Phosphorus

Phosphorous offers vital contribution to bone health similar to that of calcium. It is one of the major minerals and the body produces it abundantly.  An average person normally retains a pound and a half of calcium.  Phosphorous plays a role in every biological or cellular function in the body.  It works hand in hand with calcium in order to build and harden the bones and teeth.  The calcium to phosphorous ratio is two–to-one. The body needs phosphorous to create ATP (adenosine triphosphate) which is a compound that controls the release of energy stored in cells.  It transforms proteins, fats and carbohydrates into fuel. It also maintains the blood’s acid balance or pH.  It turns fats into water soluble to enable them to enter the bloodstream.  The mineral also reinforces cell walls. And it aids in transporting nutrients and hormones all over the body. Due to its role in 2,3 DPG synthesis, phosphorous may lower the lactate accumulation by increasing oxygen release to the tissues.  A number of studies were conducted to determine the effect of phosphate salts to athletes.  It was found out that phosphate salt can increase aerobic metabolism in athletes.

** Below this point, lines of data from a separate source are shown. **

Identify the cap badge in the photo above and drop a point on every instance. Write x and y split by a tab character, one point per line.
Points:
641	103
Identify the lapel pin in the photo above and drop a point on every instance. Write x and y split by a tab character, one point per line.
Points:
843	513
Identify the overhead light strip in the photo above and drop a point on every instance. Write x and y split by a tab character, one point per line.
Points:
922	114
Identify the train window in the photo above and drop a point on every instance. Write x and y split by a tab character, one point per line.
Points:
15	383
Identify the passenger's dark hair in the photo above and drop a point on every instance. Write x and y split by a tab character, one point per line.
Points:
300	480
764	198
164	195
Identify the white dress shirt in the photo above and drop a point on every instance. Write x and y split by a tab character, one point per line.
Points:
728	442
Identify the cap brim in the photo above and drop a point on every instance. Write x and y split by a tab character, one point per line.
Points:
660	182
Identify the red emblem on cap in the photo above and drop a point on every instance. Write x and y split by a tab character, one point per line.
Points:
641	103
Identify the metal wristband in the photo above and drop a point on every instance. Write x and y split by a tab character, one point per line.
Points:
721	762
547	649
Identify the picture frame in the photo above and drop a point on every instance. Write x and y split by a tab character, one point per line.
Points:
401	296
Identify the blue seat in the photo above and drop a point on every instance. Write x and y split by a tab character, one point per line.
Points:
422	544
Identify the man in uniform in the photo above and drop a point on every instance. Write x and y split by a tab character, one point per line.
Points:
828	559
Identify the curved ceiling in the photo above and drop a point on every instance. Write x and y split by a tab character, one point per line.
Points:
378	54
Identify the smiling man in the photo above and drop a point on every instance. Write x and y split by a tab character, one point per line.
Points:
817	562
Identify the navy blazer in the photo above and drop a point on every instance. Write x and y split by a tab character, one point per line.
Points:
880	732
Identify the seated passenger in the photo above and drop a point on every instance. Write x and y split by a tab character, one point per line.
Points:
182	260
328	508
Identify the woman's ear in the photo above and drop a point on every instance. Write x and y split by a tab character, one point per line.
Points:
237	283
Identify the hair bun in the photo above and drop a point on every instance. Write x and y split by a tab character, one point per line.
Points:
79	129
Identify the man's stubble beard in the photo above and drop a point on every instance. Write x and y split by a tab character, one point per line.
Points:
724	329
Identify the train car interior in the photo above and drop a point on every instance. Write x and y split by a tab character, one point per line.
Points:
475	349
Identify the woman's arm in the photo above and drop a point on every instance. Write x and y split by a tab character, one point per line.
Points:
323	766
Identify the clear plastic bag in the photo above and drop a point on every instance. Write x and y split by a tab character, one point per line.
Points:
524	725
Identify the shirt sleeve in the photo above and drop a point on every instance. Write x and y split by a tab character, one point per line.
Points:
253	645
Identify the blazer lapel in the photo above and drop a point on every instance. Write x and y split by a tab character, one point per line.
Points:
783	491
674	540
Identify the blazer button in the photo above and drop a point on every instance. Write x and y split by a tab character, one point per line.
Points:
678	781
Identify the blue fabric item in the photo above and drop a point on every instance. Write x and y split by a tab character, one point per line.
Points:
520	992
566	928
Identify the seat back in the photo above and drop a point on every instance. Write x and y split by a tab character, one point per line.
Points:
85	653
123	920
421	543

Benefits that one can derive from phosphorous include:

  • Extra phosphorous supplements can help in such situations as: taking large amounts of antacids that contain aluminum, complications of diabetes, gastrointestinal malabsorption, kidney malfunction and severe burn injury or where there is significant loss of phosphorous.
  • It aids in burn recovery.
  • Increased energy levels
  • Improved endurance
  • Maintains bone strength
  • Increase aerobic metabolism. There was a marked increase in maximal oxygen uptake and increased running and cycling endurance. Also, increased 2,3-DPG level and enhanced ability of the heart to pump blood have been observed.

 

Some important things to keep in mind before using phosphorous include:

  • Recommended daily allowance (RDA) for phosphorous is 700mg daily.
  • If you are taking antacid heavily, ask your doctor if you require phosphorous supplement.
  • Burn recovery patients should also inquire if phosphorous supplement is necessary.

 

Most people derive enough phosphorous from the foods they eat.  Foods that are rich in the mineral include: meat, fish, dairy products, cereals, grains and poultry even soft drinks particularly the colas contain the substance.  There are no known drug interactions with phosphorus except for one case and that is aluminum which contains antacids can absorb phosphorous.  It can cause diarrhea. But this is actually a sign that you do not have phosphorous deficiency.  Gastrointestinal side effects that could manifest include nausea, vomiting and stomach pain.  Doses of about 4 grams per day does not show any side effects according to the study conducted.

Take necessary caution by refraining from taking phosphorous supplements without medical supervision.  Having much more than the required levels of the mineral could result in dangerous imbalances particularly altering levels of hormones that could cause depleting calcium and phosphorous from bones.  People who drink large amount of soft drinks which has high phosphorous content lack enough calcium because they drink less milk. It is not advisable to take phosphorous if you are pregnant or breast-feeding.